The Association resulted from a pirate radio station, Radio Veronica, which broadcast from a ship on international waters off the coast of the Netherlands between 1960 and 1974. The wave appearing in the logo hearkens back to that time.

After the pirate activities became legally impossible (31 August 1974), Veronica transformed itself into the Veronica Broadcasting Organization (Veronica Omroep Organisatie, short VOO), enabling it to gain a legal radio and television license within the public broadcasting system. It finally was given a license on 28 December 1975. The first television broadcast of Veronica was on 21 April 1976. Within a decade, it became one of the largest public broadcasters and the trademark was tested as being more popular than Coca-Cola.
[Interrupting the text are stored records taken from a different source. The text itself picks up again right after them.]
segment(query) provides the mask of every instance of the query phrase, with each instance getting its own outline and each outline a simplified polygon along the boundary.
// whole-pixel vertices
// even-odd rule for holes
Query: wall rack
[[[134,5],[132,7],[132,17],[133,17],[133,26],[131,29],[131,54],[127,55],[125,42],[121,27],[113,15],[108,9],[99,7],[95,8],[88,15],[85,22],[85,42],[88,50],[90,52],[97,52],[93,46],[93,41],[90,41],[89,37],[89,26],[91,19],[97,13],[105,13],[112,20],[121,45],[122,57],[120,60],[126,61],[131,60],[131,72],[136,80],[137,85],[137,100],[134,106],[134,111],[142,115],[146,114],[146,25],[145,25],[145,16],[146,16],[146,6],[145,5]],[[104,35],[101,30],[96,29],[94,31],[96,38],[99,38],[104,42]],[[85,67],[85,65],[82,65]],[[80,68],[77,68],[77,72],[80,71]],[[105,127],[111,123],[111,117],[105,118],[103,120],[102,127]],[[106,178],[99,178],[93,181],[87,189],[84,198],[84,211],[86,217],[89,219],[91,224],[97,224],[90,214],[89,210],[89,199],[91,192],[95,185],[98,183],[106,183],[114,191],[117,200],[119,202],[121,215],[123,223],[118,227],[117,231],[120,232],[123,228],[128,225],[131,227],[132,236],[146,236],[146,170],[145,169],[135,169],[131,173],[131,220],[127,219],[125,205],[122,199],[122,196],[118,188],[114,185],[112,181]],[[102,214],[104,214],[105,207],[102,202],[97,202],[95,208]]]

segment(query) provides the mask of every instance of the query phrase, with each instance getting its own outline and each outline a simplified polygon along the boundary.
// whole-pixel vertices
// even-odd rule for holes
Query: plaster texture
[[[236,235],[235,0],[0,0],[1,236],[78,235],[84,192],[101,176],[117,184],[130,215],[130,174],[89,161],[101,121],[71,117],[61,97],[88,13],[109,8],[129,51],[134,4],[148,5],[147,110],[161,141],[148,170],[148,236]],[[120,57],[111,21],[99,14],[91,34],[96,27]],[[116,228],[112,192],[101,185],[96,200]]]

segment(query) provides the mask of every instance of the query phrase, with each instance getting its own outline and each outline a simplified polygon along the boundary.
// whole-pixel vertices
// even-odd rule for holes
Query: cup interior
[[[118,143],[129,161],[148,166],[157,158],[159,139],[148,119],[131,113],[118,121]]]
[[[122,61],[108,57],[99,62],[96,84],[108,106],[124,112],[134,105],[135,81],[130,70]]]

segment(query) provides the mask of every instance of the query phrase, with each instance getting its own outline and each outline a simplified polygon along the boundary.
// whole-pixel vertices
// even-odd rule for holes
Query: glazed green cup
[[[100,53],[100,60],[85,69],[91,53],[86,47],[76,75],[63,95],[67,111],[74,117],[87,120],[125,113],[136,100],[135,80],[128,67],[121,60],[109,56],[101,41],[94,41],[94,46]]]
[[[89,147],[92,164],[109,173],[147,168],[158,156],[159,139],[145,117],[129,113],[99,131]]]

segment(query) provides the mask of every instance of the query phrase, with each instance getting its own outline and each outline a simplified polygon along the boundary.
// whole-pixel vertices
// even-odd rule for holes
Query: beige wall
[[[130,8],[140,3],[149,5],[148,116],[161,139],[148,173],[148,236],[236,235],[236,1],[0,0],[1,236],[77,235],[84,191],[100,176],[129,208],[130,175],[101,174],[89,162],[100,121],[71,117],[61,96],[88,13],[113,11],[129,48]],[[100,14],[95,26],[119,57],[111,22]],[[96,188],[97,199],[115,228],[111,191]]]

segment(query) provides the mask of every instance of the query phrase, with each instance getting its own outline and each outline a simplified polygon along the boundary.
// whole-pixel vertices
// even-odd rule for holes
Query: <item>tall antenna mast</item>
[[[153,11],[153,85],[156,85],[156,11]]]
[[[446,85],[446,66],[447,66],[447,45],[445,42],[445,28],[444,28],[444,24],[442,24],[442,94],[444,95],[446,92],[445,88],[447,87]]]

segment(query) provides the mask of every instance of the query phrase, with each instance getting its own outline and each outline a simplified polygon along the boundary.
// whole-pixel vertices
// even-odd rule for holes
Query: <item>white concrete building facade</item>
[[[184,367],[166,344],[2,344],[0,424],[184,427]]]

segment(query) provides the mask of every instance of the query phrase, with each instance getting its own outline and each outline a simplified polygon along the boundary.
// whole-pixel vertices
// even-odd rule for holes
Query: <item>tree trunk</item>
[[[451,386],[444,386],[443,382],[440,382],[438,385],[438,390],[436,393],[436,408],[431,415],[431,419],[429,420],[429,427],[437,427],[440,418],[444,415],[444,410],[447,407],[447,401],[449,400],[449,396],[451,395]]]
In 1990, it was revealed that Veronica used ƒ 7-10 million to illegally finance RTL 4, which was initially named RTL Veronique. Veronica lost its appeal case in 1993 and had the risk of being suspended for seven weeks from the public system due to improper management.

===With Holland Media Groep (1995–2001)===

In 1995 the Veronica Association gave up public broadcasting and entered a joint venture with CLT (parent company of RTL 4 and RTL 5), VNU and Endemol called the Holland Media Groep, running three mostly successful national TV-stations and three less successful national radio stations.
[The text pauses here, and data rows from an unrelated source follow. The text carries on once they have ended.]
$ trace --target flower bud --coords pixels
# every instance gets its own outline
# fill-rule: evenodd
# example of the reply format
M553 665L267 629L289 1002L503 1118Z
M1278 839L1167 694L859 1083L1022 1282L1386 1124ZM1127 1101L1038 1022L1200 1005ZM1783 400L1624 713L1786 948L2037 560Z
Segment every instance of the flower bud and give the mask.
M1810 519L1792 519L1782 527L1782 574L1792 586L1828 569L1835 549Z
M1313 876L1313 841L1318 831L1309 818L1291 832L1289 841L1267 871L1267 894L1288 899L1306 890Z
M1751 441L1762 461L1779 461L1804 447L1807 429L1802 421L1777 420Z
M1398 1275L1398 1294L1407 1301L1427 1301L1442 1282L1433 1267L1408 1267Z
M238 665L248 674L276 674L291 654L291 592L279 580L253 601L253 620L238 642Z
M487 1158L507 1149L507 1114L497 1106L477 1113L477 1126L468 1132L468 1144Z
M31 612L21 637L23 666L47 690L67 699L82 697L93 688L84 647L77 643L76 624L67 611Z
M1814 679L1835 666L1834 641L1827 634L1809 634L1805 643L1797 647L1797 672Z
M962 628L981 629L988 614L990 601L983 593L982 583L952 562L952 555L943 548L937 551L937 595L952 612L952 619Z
BNN became a public broadcasting association as a part of the Netherlands Public Broadcasting system and replaced Veronica on 15 August 1997, after Veronica gave up public broadcasting and entered a joint-venture with CLT. BNN first stood for the Brutaal News Network (Flagrant News Network). The name was later changed to Bart's Neverending Network after founder Bart de Graaff's death at age 35 from kidney failure caused by a rejection of a kidney transplant he received in 1999. Conflicts let to the dissolution of this co-operation in Spring of 2001. RTL rebranded Veronica into Yorin which would finally be rebranded into RTL 7.

===Current commercial era (2003–present)===

In 2002–2003, the Veronica Association learned that it could not realise radio and TV in a stand-alone setting. In 2001 SBS Broadcasting B.V., then the Dutch branch of the SBS Broadcasting Group, already bought the Dutch TV channel Fox 8 from the News Corporation and renamed it into V8 in anticipation of Veronica. However, the negotiations between the Veronica Association and SBS Broadcasting were not going as planned and no agreement could be set. In the course of 2002 Veronica cooperated with MTV Networks Benelux and started time-sharing with MTV's Kindernet. The ratings were poor though. At the end of 2002 the Association is even talking with HMG again. Eventually Veronica Association closed a deal with SBS, and V8 was rebranded as Veronica on 20 September 2003.